KUCHING (September 14): Shares of Scientex Bhd (Scientex) and Daibochi Bhd (Daibochi) went up by 0.44 per cent and 12.55 per cent, respectively, in the early trade on Tuesday, following Scientex’s voluntary takeover offer of Daibochi to take the latter private.

At closing, Scientex’s shares rose by 0.02 sen to RM4.57 with 1.66million shares transacted, while Daibochi’s share price was 30 sen higher at RM2.69 with 8.86 million shares traded.

In a filing with Bursa Malaysia, Scientex announced its proposal to acquire the remaining 124.78 million shares or 38.12 per cent of Daibochi shares not owned by Scientex and 95.8 per cent of the warrants for RM345.3 million.

The company said the acquisition would be funded via a combination of internally generated funds and bank borrowings, with the indicative funding ratio being 50:50.

Scientex, which currently holds 61.88 per cent of Daibochi’s voting shares, said it does not intend to maintain the latter’s listing status.

The team with Kenanga Investment Bank Bhd (Kenanga Research) believed the purpose of Scientex’s proposed privatisation of Daibochi is to gain full control in order to streamline its production and supply chain.

However, it believed that any additional synergies from this exercise will be limited, as any operational synergies between the two companies would have already been realised.

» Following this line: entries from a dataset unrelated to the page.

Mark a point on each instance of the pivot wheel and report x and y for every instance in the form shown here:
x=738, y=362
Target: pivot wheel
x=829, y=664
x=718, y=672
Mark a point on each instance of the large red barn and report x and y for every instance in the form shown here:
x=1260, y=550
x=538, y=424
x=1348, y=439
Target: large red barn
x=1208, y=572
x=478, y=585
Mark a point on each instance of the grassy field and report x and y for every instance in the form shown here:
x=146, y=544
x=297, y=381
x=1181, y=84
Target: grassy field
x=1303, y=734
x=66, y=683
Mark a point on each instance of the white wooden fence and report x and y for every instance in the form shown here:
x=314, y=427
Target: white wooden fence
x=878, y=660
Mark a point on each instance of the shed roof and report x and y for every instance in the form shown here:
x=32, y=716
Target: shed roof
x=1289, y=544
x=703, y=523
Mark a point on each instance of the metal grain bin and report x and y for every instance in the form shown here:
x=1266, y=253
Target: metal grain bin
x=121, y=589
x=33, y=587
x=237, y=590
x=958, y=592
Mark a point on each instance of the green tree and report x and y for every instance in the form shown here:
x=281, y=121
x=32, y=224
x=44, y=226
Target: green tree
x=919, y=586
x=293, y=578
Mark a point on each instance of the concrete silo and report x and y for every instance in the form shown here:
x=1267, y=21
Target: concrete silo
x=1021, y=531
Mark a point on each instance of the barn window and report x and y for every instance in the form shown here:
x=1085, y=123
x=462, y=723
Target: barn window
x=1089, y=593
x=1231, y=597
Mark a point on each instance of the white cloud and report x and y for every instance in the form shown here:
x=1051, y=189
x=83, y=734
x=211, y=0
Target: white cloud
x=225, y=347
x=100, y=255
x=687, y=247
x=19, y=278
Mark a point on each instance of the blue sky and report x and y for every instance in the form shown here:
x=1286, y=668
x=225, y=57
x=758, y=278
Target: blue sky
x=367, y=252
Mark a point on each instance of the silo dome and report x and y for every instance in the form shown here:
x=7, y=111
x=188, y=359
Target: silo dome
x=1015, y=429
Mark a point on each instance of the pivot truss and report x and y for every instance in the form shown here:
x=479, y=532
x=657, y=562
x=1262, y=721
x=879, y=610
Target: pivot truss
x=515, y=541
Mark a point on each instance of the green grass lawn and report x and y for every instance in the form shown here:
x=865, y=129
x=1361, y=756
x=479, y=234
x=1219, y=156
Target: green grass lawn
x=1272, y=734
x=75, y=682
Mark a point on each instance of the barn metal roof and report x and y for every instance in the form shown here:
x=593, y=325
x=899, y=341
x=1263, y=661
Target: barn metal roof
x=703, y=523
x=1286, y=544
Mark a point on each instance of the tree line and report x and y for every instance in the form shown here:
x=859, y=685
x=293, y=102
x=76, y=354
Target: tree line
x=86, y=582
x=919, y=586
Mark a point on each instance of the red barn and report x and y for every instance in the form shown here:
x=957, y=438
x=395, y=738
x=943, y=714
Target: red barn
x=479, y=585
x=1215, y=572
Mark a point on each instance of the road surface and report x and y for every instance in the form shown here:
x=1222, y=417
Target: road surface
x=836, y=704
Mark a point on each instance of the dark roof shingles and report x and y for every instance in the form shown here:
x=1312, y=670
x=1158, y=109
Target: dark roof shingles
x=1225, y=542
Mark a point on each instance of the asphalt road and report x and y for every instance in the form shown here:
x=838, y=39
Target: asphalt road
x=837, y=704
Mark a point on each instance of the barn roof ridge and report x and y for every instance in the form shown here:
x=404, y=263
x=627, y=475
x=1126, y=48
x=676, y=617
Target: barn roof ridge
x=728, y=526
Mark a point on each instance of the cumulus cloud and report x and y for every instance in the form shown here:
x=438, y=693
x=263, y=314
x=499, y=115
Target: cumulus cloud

“Based on our back-of-the-envelope calculation, we believe Daibochi’s fair value per share is RM2.60. Thus, in our view, the offer price of RM2.70 is fair, as the four per cent premium is justifiable to gain full control of Daibochi,” it opined.

“Based on the regulatory filings, we assume that Scientex will fund half the privatization with internal generated funds and another half with debt. With the additional bank borrowings of RM172.6 million, we estimate it would lift Scientex’s net gearing to 0.45 times.

“After accounting for the post-tax additional interest expense of RM2.6 million for the privatisation, Scientex’s acquisition of the remainder of Daibochi shares should increase the former’s FY22 core net profit by five per cent from RM456 million to RM479 million as we have included the full year estimate impact.”

MIDF Amanah Investment Bank Bhd (MIDF Research) said the proposed takeover would enable Scientex to have the flexibility and a greater control to streamline the business operations of its subsidiary and the enlarged Scientex group of companies in hopes of an increased efficiency.

“In turn, Daibochi would be able to tap into Scientex’s larger scale of worldwide manufacturing facilities and its broader asset and capital base, thus allowing it to exploit better market opportunities,” it said in a separate report.

“We make no changes to our forward earnings estimates of Daibochi. We revise our target price to RM2.70 per share which is equivalent to the privatisation offer price. We are maintaining our buy call on Daibochi with an expected total return of 14.8 per cent.”